Step one, you establish a keystone habit for each of these buckets, something you do every day and track, something that's not trivial, but also something that's not impossible, as a way of signaling to yourself that you take each of these areas of your life seriously and you're willing to do non-urgent, non-forced, non-trivial activity towards the advancement of each of these different parts of your life.

They're all important. The next step of the bucket-based method is to then dedicate four to six weeks to each of these buckets to really thinking about that part of your life and big picture changes you want to make, overhauling that part of your life. So when you have those four to six weeks on constitution, you're really rethinking your health and your fitness and how that's organized in your life, et cetera.

So I see the bucket-based system as, it's almost like a one-time project-based exploration overhaul of your life. You want to make sure that you're updating your various rules and habits and systems that you run your life with to be better in tune with what is important to you, that your life is aimed closer towards that that is deep.

It's not unlike saying, "Okay, what I'm going to do is hire someone to come and overhaul my closet and get my clothing up to speed. I don't like the way I'm dressing." You know, it's like a one-time thing you're doing because you want to dress better. The bucket-based system is, "I'm going through this thing.

It's going to take me maybe five or six months. I'm going to come out of it on the other end with my life better aligned with what's important to me." So think of it that way. It's an exercise in intentional life overhauling. Value-based multi-scale planning is how you live your life.

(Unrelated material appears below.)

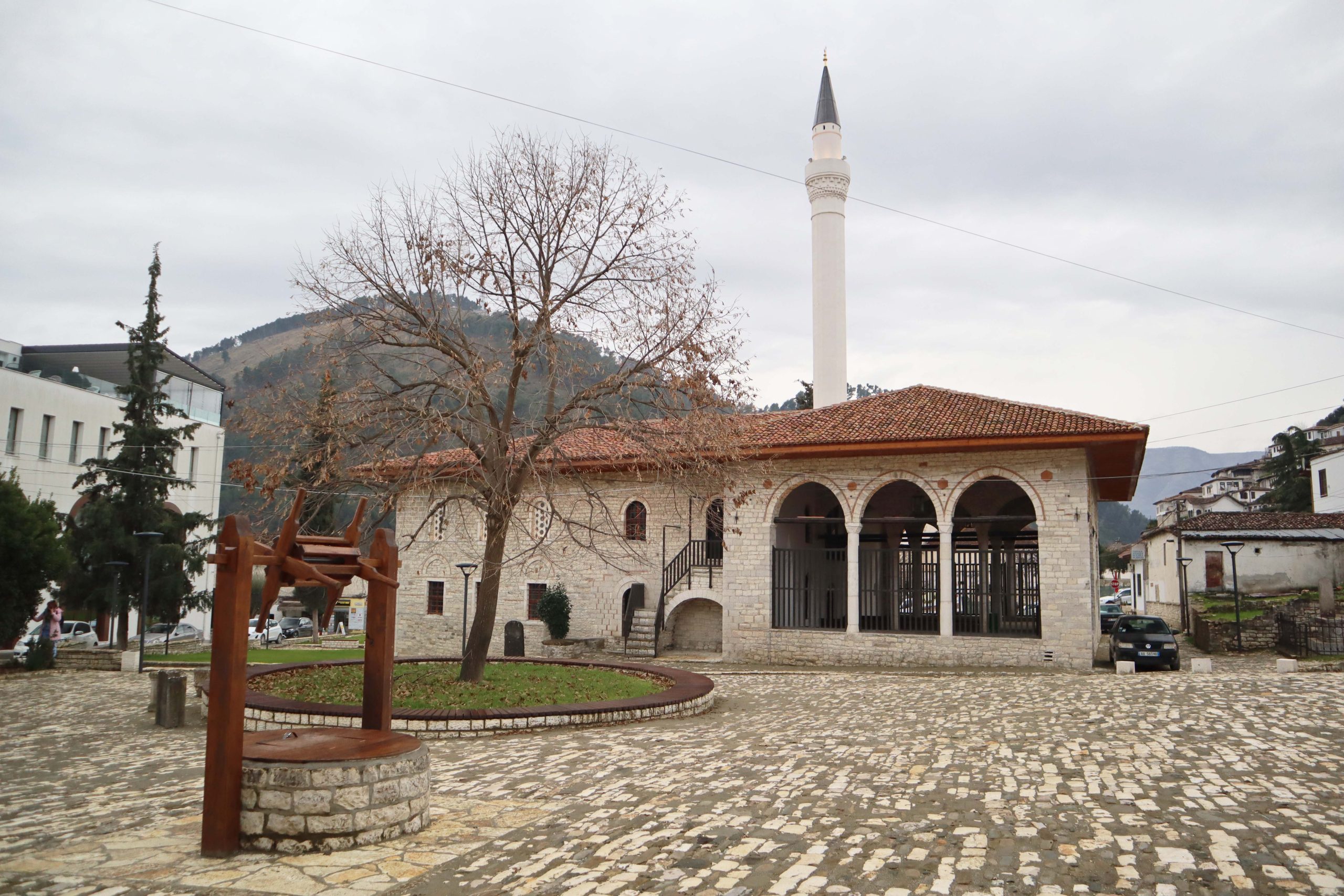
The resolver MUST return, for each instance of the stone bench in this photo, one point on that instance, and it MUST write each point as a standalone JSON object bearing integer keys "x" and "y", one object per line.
{"x": 328, "y": 789}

That's actually how you organize and structure your life into perpetuity. That is the structure of how your life goes. You have the plan for the semester, which influences the weekly plan, which influences the daily time block plan. It's how your system, your regularly applied system for actually making sense of your time.

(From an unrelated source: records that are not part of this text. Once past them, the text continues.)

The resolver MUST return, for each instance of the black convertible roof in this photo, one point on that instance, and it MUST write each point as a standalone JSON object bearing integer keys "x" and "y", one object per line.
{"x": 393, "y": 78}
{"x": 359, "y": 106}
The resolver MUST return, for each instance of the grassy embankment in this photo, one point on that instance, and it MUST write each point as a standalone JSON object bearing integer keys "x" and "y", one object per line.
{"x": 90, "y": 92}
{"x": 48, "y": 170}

That's just the backdrop of how I actually make sense of what I should be doing next. And the bucket system is this one-time improvement or overhaul or optimization of your life. Now where do these things actually formally intersect? Well, if you're going through this exercise of keystone habits followed by one-by-one overhauling your buckets, that's going to show up in your semester or quarterly plan.

That's where those worlds actually intersect. "Hey, one of the things I'm doing this semester is I am now in the middle of the overhaul of the craft bucket. And here's my thoughts on that." So you see that when you look at your semester plan each week. And so each week you're actually making sure there's time put aside to make progress on that.

And when you get to each day, when it's relevant, you actually have the time blocked off in that day to make progress of it. So that's where they formally intersect. It's going to show up on your strategic semester quarterly plan. So that'll percolate down to your actual action. But the character of these two things is different.

I'll say it one more time. The multi-scale planning is a persistent system for making sense and organizing your available time. The bucket system is more of a one-time overhaul to align your life better with your values to make your life deeper than it was before you started the exercise.